Asad_Iqbal 31-Mar-15 14:04pm    
so helpful bro but the only problem is it only first sentence that contains only five words.. and what should i do to pick 5 or less than 5 words.
.Where(words=>words.Count()<=5)
i change this to this but doesn't work
Here's a Regular Expression solution.
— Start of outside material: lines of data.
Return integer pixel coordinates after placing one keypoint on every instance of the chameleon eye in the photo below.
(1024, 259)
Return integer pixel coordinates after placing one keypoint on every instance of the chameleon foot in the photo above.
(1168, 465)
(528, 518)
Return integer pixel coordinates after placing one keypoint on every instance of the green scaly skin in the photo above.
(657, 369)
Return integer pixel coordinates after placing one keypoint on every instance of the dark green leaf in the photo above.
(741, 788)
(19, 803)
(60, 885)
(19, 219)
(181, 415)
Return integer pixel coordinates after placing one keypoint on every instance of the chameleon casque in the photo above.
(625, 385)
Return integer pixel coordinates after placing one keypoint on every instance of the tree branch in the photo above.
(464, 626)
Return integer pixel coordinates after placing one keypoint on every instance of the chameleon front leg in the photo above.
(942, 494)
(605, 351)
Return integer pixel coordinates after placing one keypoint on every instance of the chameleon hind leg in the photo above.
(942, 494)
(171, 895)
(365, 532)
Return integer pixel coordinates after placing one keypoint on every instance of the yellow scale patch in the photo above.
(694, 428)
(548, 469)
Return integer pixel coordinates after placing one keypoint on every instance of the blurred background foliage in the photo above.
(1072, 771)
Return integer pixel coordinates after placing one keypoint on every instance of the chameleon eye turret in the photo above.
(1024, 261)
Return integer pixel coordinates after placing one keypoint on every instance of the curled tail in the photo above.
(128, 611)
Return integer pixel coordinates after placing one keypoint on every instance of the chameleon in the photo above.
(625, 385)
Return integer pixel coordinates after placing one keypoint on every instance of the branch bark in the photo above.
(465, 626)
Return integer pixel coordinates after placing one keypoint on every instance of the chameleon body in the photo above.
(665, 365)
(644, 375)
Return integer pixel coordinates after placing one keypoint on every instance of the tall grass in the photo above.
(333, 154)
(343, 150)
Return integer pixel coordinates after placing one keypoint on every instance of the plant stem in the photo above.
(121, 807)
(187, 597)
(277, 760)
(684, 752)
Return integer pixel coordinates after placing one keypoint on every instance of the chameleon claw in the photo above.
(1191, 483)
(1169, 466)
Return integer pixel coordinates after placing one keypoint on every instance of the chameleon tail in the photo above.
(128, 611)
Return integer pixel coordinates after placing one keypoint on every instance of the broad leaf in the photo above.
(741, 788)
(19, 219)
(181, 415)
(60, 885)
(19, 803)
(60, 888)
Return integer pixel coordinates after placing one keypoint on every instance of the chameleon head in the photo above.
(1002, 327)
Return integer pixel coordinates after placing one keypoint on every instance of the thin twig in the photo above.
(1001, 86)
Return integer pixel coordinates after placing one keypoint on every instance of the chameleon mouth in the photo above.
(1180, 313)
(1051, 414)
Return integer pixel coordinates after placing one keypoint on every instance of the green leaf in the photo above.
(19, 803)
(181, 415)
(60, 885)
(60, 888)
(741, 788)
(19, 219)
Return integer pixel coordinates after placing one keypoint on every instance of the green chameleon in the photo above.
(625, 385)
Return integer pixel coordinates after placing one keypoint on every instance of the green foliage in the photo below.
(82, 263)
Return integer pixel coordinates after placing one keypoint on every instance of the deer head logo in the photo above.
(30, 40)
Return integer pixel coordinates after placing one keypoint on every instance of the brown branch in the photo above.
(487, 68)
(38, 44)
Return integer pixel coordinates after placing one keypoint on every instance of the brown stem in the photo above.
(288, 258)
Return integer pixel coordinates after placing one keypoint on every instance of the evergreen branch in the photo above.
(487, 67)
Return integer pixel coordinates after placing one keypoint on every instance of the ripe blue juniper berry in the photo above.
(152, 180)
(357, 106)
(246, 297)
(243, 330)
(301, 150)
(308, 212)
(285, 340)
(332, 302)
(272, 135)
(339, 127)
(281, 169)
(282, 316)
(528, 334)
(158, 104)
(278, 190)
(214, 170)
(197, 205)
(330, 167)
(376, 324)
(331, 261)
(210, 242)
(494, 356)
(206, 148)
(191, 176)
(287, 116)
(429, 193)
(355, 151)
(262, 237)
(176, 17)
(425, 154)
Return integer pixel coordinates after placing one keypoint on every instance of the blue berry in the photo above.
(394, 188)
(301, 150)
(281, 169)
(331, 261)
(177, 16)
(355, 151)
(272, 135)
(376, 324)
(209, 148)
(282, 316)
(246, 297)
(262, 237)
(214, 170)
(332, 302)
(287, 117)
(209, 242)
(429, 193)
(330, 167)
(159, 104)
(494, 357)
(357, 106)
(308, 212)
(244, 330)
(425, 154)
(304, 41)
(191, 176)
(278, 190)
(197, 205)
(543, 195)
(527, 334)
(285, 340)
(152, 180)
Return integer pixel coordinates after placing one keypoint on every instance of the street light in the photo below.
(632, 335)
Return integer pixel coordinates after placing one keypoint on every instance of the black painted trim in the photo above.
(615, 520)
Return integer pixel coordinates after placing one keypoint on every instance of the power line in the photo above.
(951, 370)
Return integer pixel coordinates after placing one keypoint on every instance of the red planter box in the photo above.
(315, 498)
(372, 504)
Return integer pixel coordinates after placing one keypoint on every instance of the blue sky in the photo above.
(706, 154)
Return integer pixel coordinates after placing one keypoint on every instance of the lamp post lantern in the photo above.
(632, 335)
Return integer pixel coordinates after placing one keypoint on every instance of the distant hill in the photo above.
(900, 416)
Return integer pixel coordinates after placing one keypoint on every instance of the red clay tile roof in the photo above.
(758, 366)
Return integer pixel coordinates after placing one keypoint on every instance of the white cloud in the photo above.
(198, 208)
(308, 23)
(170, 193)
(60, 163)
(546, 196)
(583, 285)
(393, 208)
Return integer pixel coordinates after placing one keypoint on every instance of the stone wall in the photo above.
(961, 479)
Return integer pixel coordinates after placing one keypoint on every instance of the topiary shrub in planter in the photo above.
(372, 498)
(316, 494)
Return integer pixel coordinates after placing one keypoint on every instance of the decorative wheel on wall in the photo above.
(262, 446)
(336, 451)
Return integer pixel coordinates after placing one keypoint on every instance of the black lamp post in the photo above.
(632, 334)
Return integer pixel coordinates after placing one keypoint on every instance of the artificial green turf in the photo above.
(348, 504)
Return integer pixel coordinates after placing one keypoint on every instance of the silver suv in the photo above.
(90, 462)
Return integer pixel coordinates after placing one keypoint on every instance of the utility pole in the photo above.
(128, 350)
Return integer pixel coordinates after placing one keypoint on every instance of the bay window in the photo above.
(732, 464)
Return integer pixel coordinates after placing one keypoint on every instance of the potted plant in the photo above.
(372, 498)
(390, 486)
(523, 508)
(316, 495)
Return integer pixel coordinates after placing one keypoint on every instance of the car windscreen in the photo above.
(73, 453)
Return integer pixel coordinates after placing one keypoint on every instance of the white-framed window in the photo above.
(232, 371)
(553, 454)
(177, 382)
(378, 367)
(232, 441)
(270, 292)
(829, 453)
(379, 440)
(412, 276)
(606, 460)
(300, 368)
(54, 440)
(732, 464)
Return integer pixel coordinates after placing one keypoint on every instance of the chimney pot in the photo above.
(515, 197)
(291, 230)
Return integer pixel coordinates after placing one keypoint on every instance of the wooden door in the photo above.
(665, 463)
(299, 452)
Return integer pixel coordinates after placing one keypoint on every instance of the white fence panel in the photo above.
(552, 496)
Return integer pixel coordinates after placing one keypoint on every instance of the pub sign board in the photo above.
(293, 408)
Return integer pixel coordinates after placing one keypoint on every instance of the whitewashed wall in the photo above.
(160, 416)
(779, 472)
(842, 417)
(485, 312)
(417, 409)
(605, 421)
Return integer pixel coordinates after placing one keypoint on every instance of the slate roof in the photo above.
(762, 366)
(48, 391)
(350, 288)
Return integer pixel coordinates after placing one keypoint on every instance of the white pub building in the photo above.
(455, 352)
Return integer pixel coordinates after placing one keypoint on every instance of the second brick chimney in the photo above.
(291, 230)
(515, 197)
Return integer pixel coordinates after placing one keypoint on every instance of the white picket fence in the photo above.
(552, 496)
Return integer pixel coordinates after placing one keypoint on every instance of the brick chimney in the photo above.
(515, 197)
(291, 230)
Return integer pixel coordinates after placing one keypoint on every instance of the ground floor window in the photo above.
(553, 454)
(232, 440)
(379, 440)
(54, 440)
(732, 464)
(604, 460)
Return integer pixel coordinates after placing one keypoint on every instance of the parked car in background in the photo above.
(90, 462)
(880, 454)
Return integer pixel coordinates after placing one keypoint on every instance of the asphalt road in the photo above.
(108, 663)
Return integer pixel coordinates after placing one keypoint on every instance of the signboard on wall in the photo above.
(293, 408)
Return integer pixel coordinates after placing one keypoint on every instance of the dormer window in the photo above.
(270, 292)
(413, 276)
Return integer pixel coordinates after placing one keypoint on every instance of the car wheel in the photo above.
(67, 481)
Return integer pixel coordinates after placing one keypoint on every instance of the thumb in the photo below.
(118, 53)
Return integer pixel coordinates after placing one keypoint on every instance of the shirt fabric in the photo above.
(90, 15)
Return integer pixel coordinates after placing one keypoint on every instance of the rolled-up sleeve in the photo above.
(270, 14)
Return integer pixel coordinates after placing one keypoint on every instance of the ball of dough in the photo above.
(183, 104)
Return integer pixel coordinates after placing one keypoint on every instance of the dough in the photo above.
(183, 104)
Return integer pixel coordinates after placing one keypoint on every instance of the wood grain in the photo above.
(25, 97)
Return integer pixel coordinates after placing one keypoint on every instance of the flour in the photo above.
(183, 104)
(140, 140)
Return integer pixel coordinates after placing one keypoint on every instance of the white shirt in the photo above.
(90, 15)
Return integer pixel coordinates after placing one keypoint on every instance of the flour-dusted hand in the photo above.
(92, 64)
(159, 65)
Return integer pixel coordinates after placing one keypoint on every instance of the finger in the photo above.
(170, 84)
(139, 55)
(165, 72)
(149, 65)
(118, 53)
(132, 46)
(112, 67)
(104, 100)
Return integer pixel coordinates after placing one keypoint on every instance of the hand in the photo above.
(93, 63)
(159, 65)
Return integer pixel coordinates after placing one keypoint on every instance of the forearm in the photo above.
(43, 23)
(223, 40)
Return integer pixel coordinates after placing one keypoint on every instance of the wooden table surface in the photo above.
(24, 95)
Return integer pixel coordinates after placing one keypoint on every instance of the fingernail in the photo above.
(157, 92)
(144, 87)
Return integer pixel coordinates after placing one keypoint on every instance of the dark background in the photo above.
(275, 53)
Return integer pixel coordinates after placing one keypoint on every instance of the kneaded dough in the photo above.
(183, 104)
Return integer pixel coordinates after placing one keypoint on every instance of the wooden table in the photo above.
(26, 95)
It still doesn't handle abbreviations (a dot at the end of a "word" that doesn't end a "sentence"), but it does support decimal points within numbers and it doesn't do all that nasssty string splitting X| .

C#
System.Text.RegularExpressions.Regex reg =
  new System.Text.RegularExpressions.Regex
  ( @"(?:^|\G|[.?!])\s*(?'Sentence'(?:\S+\s+){0,4}\S+[.?!])" ) ;

System.Text.RegularExpressions.MatchCollection mat = reg.Matches ( args [ 0 ] ) ;

for ( int i = 0 ; i < mat.Count ; i++ )
{
  System.Console.WriteLine ( mat [ i ].Groups [ "Sentence" ].Value ) ;
}
 
Share this answer
 
C#
string text = "a. a. b b. b b. c c c. c c c. d d d d. d d d d. e e e e e. e e e e e.";

string[] sentences = text.Split(new char[] { '.' }, StringSplitOptions.RemoveEmptyEntries);

foreach (string sentence in sentences)
{
    if (sentence.Split(new char[] { ' ' }, StringSplitOptions.RemoveEmptyEntries).Length == 5)
    {
        System.Diagnostics.Debug.WriteLine(sentence);
    }
}
 
Share this answer
 

This content, along with any associated source code and files, is licensed under The Code Project Open License (CPOL)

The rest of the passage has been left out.